Re: UTF-8 or ASCII Header Names? from Martin Thomson on 2013-08-16 (ietf-http-wg@w3.org from July to September 2013)

From: Martin Thomson <martin.thomson@gmail.com>
Date: Fri, 16 Aug 2013 09:19:00 -0700
To: Roberto Peon <grmocg@gmail.com>
Cc: Martin J. Dürst <duerst@it.aoyama.ac.jp>, Fred Akalin <akalin@google.com>, James Snell <jasnell@gmail.com>, "ietf-http-wg@w3.org" <ietf-http-wg@w3.org>
Message-ID: <CABkgnnXzV9uguWVikCY_pQCy9ziSFs+_1Xid2kna+Rahs4HFqg@mail.gmail.com>

On 16 August 2013 08:44, Roberto Peon <grmocg@gmail.com> wrote:
> The keys should be ASCII, and the values bytes.

That's a fairly narrow view.  If the values were (for example) ASCII,
then you'd have an opportunity to compress better.  At worst, you can
wipe the high order bit from every octet.

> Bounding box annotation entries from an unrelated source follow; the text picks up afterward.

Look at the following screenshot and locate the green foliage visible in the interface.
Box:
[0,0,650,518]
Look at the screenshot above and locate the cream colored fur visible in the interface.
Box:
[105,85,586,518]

At some level you are going to need to either make assumptions about
the properties of values, or rely on specific knowledge about them if
you are going to compress effectively.  Even if it were the case that
the bytes were UTF-8, you could still make some gains over pure bytes
(even just by exploiting the fact that certain byte sequences are not
possible in UTF-8).

Received on Friday, 16 August 2013 16:19:27 UTC